Victims’ Advocate

Scott Fischer’s mission: to protect the elderly

Published in 2012 Florida Rising Stars — June 2012

Scott Fischer spends his days helping the elderly and their families battle nursing homes accused of neglect or abuse. But for the first four years of his career, he was on the opposite side of the courtroom.

The large defense firm that had hired him needed help advocating for nursing homes. “I got thrown right into the fire,” he says. “It was a great fit short term, because you never get that type of significant [courtroom] experience as a new lawyer.”

But the work didn’t sit well. “A lot of times, I felt that the claims that were being made certainly had merit,” he says. “Of course, my obligation was to defend my client.”

One case in particular, in which a nursing home resident managed to get off property and become gravely injured, made Fischer re-evaluate his career path. “My job was to hold down the value of the case and try to limit the damages, but you know, there is no excuse for that kind of stuff,” he says. “I really felt like, man, I’d feel better being the other guy and representing the family.”

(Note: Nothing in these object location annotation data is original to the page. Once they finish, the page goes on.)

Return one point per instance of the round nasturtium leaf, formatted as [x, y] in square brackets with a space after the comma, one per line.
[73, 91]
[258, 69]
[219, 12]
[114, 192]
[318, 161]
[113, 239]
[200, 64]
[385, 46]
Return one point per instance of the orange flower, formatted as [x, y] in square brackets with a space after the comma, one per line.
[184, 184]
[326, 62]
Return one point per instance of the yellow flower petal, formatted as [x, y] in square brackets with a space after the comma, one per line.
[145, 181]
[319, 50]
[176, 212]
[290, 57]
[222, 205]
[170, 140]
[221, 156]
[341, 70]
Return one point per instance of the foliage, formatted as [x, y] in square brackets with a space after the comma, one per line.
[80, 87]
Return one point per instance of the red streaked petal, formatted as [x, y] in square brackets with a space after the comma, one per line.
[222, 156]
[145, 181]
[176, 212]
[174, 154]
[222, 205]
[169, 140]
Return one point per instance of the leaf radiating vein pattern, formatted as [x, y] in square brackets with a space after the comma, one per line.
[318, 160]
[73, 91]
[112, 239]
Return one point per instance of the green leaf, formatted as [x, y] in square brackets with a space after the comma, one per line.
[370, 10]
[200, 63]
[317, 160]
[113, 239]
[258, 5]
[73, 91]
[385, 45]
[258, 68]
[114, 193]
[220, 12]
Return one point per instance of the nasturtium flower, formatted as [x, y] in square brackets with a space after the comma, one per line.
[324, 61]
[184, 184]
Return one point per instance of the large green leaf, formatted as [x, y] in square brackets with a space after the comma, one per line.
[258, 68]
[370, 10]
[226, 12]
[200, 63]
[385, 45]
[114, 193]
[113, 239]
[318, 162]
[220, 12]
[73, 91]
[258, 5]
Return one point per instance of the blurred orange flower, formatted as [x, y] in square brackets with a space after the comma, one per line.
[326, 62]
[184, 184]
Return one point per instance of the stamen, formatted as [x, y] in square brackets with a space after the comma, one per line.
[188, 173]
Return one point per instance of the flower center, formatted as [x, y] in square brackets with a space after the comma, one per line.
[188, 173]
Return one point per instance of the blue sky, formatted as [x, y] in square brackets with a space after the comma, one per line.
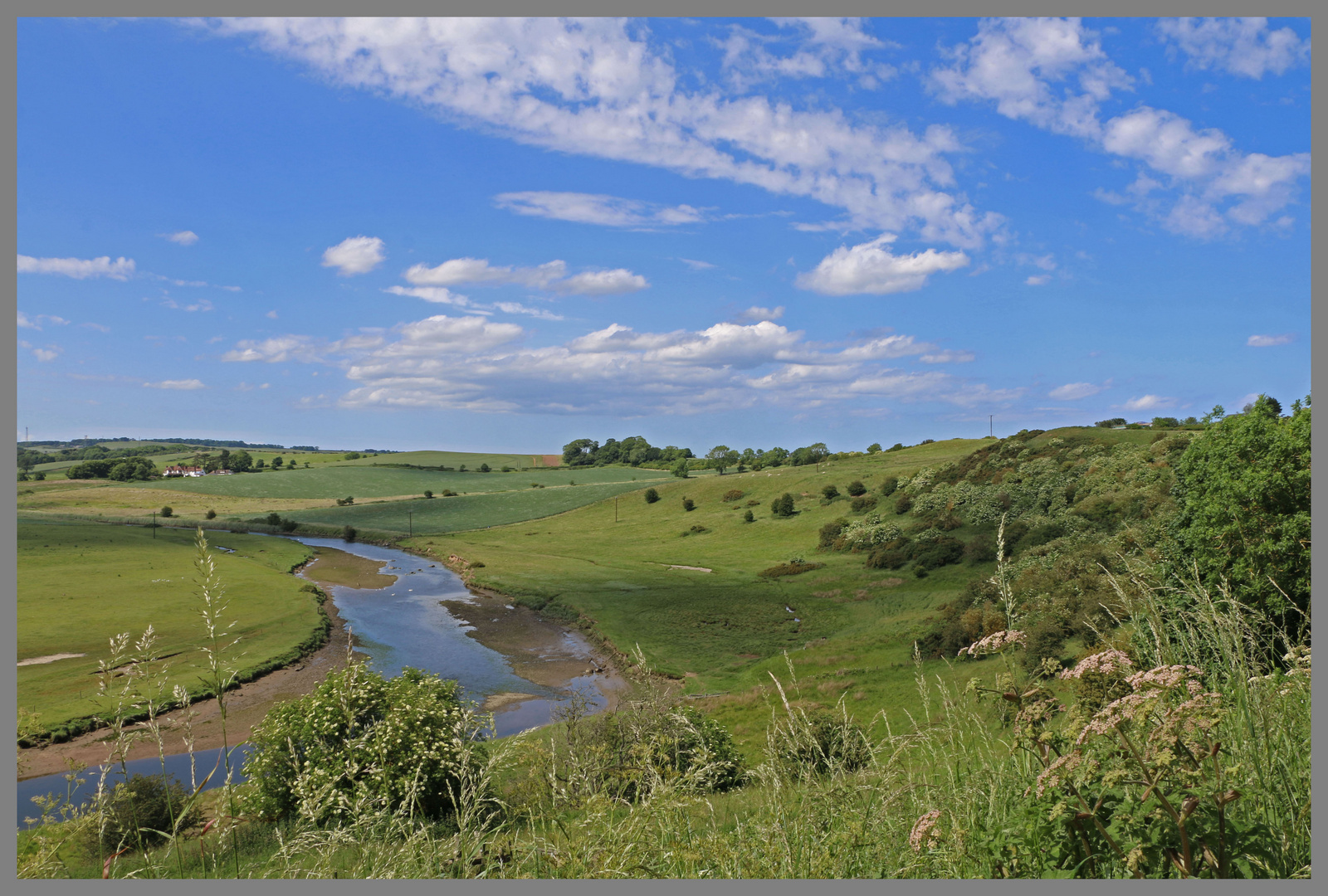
[469, 234]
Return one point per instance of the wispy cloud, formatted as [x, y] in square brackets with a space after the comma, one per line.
[1268, 342]
[121, 269]
[872, 269]
[550, 276]
[188, 385]
[355, 256]
[598, 209]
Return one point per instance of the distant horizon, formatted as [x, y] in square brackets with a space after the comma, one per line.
[520, 231]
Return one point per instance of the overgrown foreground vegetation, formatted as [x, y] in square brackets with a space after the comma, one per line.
[1182, 753]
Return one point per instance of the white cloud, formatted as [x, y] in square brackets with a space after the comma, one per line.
[272, 351]
[35, 322]
[828, 48]
[1242, 46]
[480, 272]
[598, 88]
[598, 209]
[602, 283]
[949, 356]
[872, 269]
[188, 385]
[517, 309]
[203, 304]
[121, 269]
[1267, 342]
[355, 256]
[550, 276]
[1027, 66]
[1148, 402]
[476, 364]
[1075, 391]
[757, 314]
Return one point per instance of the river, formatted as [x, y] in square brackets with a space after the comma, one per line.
[509, 656]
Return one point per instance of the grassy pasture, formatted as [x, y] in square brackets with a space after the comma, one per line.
[355, 478]
[80, 584]
[473, 511]
[727, 627]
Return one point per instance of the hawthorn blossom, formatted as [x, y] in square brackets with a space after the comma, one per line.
[1106, 663]
[994, 643]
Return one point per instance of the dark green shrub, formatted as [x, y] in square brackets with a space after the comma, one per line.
[1046, 641]
[828, 743]
[363, 738]
[143, 809]
[887, 558]
[862, 504]
[830, 531]
[980, 548]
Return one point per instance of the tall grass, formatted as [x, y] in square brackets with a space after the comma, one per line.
[964, 790]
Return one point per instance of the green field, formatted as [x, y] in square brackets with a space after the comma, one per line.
[80, 584]
[730, 627]
[476, 511]
[362, 481]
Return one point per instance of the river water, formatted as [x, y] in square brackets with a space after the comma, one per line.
[407, 624]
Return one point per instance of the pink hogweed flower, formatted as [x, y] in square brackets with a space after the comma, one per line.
[994, 643]
[1168, 677]
[923, 830]
[1106, 663]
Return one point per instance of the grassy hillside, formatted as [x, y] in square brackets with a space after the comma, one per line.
[81, 584]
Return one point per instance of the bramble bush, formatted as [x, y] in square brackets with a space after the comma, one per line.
[362, 743]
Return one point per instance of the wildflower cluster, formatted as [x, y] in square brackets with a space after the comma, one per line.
[362, 743]
[925, 831]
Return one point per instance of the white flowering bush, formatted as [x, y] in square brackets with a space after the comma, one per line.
[362, 743]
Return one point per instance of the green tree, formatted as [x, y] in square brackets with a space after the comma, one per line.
[1243, 498]
[579, 453]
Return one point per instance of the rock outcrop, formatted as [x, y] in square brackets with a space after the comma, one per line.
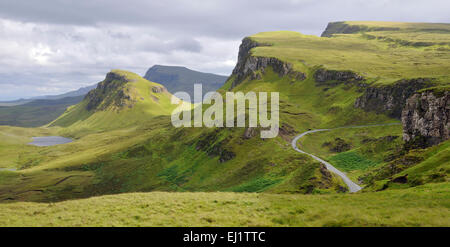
[248, 66]
[111, 92]
[390, 99]
[347, 28]
[324, 75]
[426, 118]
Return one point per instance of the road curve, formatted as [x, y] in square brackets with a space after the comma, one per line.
[353, 187]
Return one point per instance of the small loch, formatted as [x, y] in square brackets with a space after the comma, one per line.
[46, 141]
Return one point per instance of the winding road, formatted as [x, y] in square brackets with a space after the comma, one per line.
[353, 187]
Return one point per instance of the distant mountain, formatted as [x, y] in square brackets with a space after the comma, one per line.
[122, 99]
[176, 78]
[40, 110]
[79, 92]
[37, 112]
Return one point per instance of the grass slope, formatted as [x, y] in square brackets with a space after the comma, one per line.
[420, 206]
[36, 113]
[181, 79]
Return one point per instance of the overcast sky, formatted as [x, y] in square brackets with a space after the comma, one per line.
[51, 47]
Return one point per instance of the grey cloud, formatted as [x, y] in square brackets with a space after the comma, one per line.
[54, 46]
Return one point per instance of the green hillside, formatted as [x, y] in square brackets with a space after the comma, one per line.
[124, 141]
[380, 52]
[420, 206]
[36, 113]
[122, 99]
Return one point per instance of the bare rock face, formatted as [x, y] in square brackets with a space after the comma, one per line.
[390, 99]
[323, 75]
[426, 118]
[249, 66]
[110, 93]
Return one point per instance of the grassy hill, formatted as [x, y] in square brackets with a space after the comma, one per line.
[421, 206]
[37, 112]
[181, 79]
[371, 49]
[125, 142]
[122, 99]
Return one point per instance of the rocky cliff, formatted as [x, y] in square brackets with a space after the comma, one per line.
[249, 66]
[426, 118]
[110, 93]
[390, 99]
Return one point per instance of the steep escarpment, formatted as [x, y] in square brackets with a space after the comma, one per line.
[123, 98]
[249, 66]
[182, 79]
[325, 75]
[348, 28]
[426, 118]
[390, 99]
[111, 92]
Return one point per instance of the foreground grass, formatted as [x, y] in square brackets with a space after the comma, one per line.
[427, 205]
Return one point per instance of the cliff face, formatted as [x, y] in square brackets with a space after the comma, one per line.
[111, 92]
[346, 28]
[324, 75]
[426, 118]
[390, 99]
[248, 65]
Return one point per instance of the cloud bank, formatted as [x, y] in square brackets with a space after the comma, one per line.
[50, 47]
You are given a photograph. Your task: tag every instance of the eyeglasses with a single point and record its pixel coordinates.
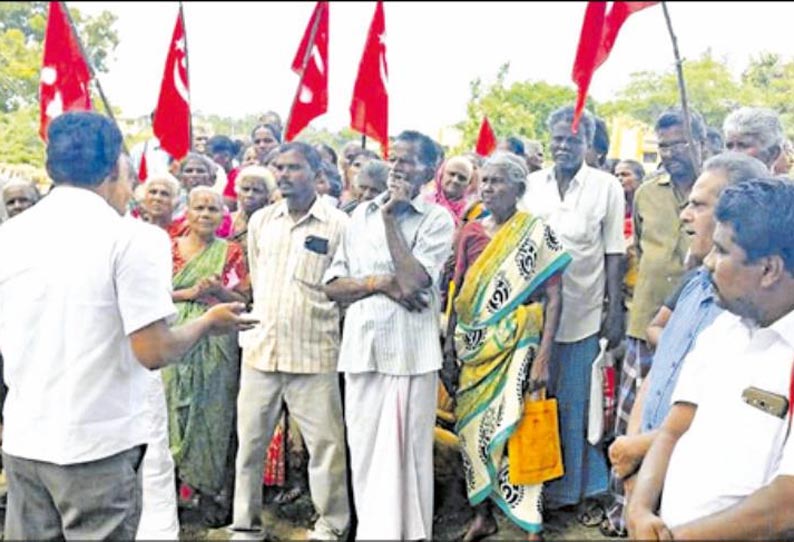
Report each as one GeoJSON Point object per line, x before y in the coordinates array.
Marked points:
{"type": "Point", "coordinates": [671, 146]}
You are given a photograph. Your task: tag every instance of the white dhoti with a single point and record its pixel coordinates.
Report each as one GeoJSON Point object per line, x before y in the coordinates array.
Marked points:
{"type": "Point", "coordinates": [390, 423]}
{"type": "Point", "coordinates": [159, 519]}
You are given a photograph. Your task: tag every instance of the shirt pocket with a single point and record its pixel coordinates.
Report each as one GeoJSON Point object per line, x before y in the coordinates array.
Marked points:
{"type": "Point", "coordinates": [310, 267]}
{"type": "Point", "coordinates": [577, 227]}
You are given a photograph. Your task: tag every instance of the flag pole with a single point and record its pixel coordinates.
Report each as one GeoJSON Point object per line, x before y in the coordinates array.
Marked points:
{"type": "Point", "coordinates": [693, 151]}
{"type": "Point", "coordinates": [91, 69]}
{"type": "Point", "coordinates": [187, 73]}
{"type": "Point", "coordinates": [306, 56]}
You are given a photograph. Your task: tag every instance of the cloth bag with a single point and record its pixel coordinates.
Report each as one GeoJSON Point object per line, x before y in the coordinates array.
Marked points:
{"type": "Point", "coordinates": [534, 448]}
{"type": "Point", "coordinates": [601, 412]}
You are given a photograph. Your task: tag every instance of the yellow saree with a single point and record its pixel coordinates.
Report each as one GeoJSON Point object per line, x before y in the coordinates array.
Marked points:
{"type": "Point", "coordinates": [496, 339]}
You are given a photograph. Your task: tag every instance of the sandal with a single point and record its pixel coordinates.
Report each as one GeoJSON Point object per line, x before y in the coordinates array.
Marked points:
{"type": "Point", "coordinates": [610, 531]}
{"type": "Point", "coordinates": [592, 515]}
{"type": "Point", "coordinates": [287, 496]}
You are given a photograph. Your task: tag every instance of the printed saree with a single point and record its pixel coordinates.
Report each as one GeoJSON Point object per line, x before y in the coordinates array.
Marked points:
{"type": "Point", "coordinates": [201, 388]}
{"type": "Point", "coordinates": [496, 339]}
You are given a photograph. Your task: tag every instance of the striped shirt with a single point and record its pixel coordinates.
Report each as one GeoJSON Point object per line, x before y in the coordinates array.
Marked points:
{"type": "Point", "coordinates": [299, 325]}
{"type": "Point", "coordinates": [380, 335]}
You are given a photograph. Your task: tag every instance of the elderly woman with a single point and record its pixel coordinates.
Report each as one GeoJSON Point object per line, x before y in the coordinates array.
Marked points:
{"type": "Point", "coordinates": [450, 189]}
{"type": "Point", "coordinates": [19, 195]}
{"type": "Point", "coordinates": [630, 173]}
{"type": "Point", "coordinates": [201, 388]}
{"type": "Point", "coordinates": [197, 170]}
{"type": "Point", "coordinates": [254, 187]}
{"type": "Point", "coordinates": [160, 193]}
{"type": "Point", "coordinates": [508, 266]}
{"type": "Point", "coordinates": [265, 138]}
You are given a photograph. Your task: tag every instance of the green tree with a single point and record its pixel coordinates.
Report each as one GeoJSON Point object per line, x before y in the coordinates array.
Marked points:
{"type": "Point", "coordinates": [711, 90]}
{"type": "Point", "coordinates": [19, 132]}
{"type": "Point", "coordinates": [520, 109]}
{"type": "Point", "coordinates": [22, 26]}
{"type": "Point", "coordinates": [769, 82]}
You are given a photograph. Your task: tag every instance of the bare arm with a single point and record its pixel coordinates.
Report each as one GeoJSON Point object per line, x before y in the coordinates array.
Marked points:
{"type": "Point", "coordinates": [643, 522]}
{"type": "Point", "coordinates": [157, 344]}
{"type": "Point", "coordinates": [345, 290]}
{"type": "Point", "coordinates": [551, 319]}
{"type": "Point", "coordinates": [615, 322]}
{"type": "Point", "coordinates": [185, 294]}
{"type": "Point", "coordinates": [764, 514]}
{"type": "Point", "coordinates": [410, 274]}
{"type": "Point", "coordinates": [656, 326]}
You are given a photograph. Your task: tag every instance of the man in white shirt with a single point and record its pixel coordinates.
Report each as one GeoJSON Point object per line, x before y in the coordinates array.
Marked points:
{"type": "Point", "coordinates": [81, 319]}
{"type": "Point", "coordinates": [585, 206]}
{"type": "Point", "coordinates": [724, 455]}
{"type": "Point", "coordinates": [387, 269]}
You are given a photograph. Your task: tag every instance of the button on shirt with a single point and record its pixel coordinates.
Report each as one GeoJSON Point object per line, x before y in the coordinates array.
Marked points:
{"type": "Point", "coordinates": [731, 448]}
{"type": "Point", "coordinates": [662, 244]}
{"type": "Point", "coordinates": [76, 279]}
{"type": "Point", "coordinates": [380, 335]}
{"type": "Point", "coordinates": [589, 220]}
{"type": "Point", "coordinates": [299, 325]}
{"type": "Point", "coordinates": [694, 311]}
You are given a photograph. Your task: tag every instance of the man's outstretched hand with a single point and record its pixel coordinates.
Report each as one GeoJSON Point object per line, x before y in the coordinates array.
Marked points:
{"type": "Point", "coordinates": [227, 317]}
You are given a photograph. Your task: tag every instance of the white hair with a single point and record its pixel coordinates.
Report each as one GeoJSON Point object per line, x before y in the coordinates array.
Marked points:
{"type": "Point", "coordinates": [759, 121]}
{"type": "Point", "coordinates": [259, 172]}
{"type": "Point", "coordinates": [164, 178]}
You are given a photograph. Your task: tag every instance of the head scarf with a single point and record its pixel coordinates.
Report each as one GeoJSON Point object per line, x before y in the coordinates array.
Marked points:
{"type": "Point", "coordinates": [437, 195]}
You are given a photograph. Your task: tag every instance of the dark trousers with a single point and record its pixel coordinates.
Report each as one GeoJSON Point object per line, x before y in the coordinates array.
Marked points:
{"type": "Point", "coordinates": [96, 500]}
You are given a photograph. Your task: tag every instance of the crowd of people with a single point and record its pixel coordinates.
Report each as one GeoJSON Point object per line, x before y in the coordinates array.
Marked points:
{"type": "Point", "coordinates": [171, 338]}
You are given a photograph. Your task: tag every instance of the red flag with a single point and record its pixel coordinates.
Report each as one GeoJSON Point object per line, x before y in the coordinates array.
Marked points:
{"type": "Point", "coordinates": [64, 72]}
{"type": "Point", "coordinates": [599, 32]}
{"type": "Point", "coordinates": [311, 63]}
{"type": "Point", "coordinates": [486, 140]}
{"type": "Point", "coordinates": [172, 117]}
{"type": "Point", "coordinates": [369, 109]}
{"type": "Point", "coordinates": [143, 170]}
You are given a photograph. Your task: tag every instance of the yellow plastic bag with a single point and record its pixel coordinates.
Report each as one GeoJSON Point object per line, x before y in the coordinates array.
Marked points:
{"type": "Point", "coordinates": [534, 449]}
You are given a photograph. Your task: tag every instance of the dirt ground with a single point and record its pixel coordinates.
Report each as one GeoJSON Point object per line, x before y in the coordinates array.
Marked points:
{"type": "Point", "coordinates": [292, 521]}
{"type": "Point", "coordinates": [452, 514]}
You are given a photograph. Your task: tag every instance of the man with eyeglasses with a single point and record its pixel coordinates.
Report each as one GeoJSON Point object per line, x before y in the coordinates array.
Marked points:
{"type": "Point", "coordinates": [661, 245]}
{"type": "Point", "coordinates": [585, 206]}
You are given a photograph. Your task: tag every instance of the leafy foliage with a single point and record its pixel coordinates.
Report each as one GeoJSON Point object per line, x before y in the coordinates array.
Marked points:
{"type": "Point", "coordinates": [519, 110]}
{"type": "Point", "coordinates": [22, 26]}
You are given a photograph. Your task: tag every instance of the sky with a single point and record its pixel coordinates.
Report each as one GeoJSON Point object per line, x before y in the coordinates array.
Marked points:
{"type": "Point", "coordinates": [240, 52]}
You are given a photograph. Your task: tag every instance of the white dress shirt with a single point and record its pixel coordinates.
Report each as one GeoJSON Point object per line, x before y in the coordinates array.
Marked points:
{"type": "Point", "coordinates": [76, 279]}
{"type": "Point", "coordinates": [589, 221]}
{"type": "Point", "coordinates": [381, 335]}
{"type": "Point", "coordinates": [732, 448]}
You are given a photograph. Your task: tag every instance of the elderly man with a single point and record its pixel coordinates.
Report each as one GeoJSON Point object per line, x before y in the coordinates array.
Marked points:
{"type": "Point", "coordinates": [369, 183]}
{"type": "Point", "coordinates": [81, 319]}
{"type": "Point", "coordinates": [755, 131]}
{"type": "Point", "coordinates": [724, 455]}
{"type": "Point", "coordinates": [693, 309]}
{"type": "Point", "coordinates": [387, 269]}
{"type": "Point", "coordinates": [292, 357]}
{"type": "Point", "coordinates": [19, 195]}
{"type": "Point", "coordinates": [660, 242]}
{"type": "Point", "coordinates": [585, 206]}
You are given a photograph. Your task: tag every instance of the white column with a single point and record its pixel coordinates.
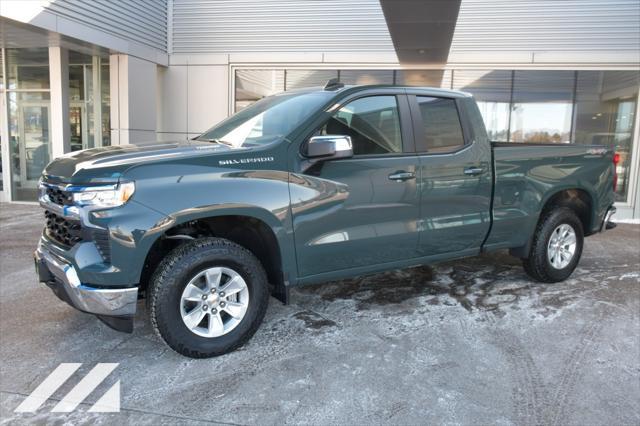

It was another case, however, that brought the opportunity for change. After settling a negligence case against his current firm, Gordon & Doner, Fischer bumped into his opposing counsel at the gym. “We started talking, and I came to realize the firm was impressed with how I handled that case,” he says. “They wanted to know if I was interested in [plaintiff’s] work.” He joined the firm a few months later.

At Gordon & Doner, he takes two to four cases to “full-blown jury trials” a year. One  involved a woman who was admitted to a nursing home for treatment of a wound on her foot. Neglect on the part of the nursing home led to the wound becoming infested with maggots. The defense for the nursing home claimed it was possible the weather had something to do with the infestation—a recent hurricane had caused property damage, allowing flies to get in; and weather conditions perhaps expedited the flies’ reproductive cycle. The trial resulted in a $1.27 million award for his client. His defense knowledge proved helpful. “It was only about one and a half years after I switched sides,” Fischer says. “I have a pretty good idea what my opponent's strategy and thought process is in most cases. … I can mentally put myself back into their role.”

Most cases settle these days. A recent one involved a resident who was supposed to be under constant supervision. “The family comes to visit and the person is not in the lock-down unit,” Fischer says. “The staff has no idea where she is, they’re looking everywhere, and one goes out into the courtyard and sees a big bench that weighs about 50 pounds up against a fence that was about 8 feet high. So this lady in her early 80s had actually dragged the bench all the way to the fence, tilted it up against the fence, and jumped over it to try to escape this place.” The fall from the top of the fence broke her hip and caused other serious injuries. “I think that case is just amazing because of the amount of time it would have taken her to get out there, drag the thing and jump over. No one was looking the whole time. It’s just shocking.”

Fischer laments the fact that Florida recently reduced the required staffing levels of nursing homes. “That’s decreased. Not increased,” he says. “These corporations try to meet the minimum standards and pay the lowest wages for their nurses and aides and just get by. It’s no question that the whole system could use revamping, but unfortunately, it doesn’t look like that is going to happen any time soon.”

As happy as he is with his work, Fischer feels an occasional tinge of sadness at not following the plan he had in mind when he went to law school: advocating for animals and the environment. “I actually went to law school with the idea that I’d be an advocate for animals because, under the law, they are considered property, not like a person or living thing.”

However, eight years into his plaintiff’s work—which includes a variety of personal injury and products liability cases—he sees how his original plan dovetails nicely with his practice. “I overcame the idea that I never got into the area of law that I wanted to because now I’m helping people and society,” he says. “There are many victims of nursing home abuse, and a great need for helping elderly people … especially here in Florida.”